CDV ❯ Cluster info queries that timeout return empty results which makes the timeout error condition undetectable
-
Bug
-
Status: Open
-
2 Major
-
Resolution:
-
DSO:L1
-
-
cdennis
-
Reporter: cdennis
-
November 13, 2009
-
0
-
Watchers: 1
-
October 11, 2011
-
Description
When a cluster info query times out due to a lack of server response we currently return an empty collection. This means that the timeout error condition is indistinguishable from a normal but empty return. At a minimum I would like to change this to throwing a TimeoutException. We could also think about adding methods which take the timeout as an argument,
Comments
Tim Eck 2009-11-16
Steve Harris 2010-08-11
If this is an issue for toolkit and or ehcache maybe we should fix it? Is it?
Fiona OShea 2010-08-11
Do you have more information on this?
Chris Dennis 2010-08-12
From what I can see this is still true for the cluster info stuff in the toolkit. However changing this now would I believe be a non backwards compatible API change (adding a checked exception throw to the relevant toolkit methods) - so I don’t think we can fix it now. Probably the best thing to do is put this in some pile of “we would like to fix but it requires going to API 2.0” bucket, and wait until the bucket is either really full, or a PM request forces us to move to 2.0 anyway.
The affected methods are:
DsoClusterImpl.getNodesWithObject(Object) DsoClusterImpl.getNodesWithObjects(Object…) DsoClusterImpl.getNodesWithObjects(Collection<?>) These two methods are complex since if the remote request times out, then it returns an empty collection, but the local client will still merge in its own knowledge so it looks like the object is only local here.
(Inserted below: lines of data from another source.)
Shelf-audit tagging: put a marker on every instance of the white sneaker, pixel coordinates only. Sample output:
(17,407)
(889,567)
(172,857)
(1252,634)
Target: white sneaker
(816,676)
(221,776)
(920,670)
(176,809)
DsoClusterImpl.getKeysForOrphanedValues(TCMap map) This will just return an empty Set if the operation times out.
These then just straight translate in to the toolkit equivalents.
Chris Dennis 2011-04-25
My recent work on DEV-4460 has revealed that these timeouts actually trigger null returns internally. Some but not all of the callers correctly handle this null event…
I think I’m leaning towards an exception on timeout, but I guess I’d have to run through the code a bit more and look at the existing callers of the methods. One bit of saving grace is that the timeout is logged.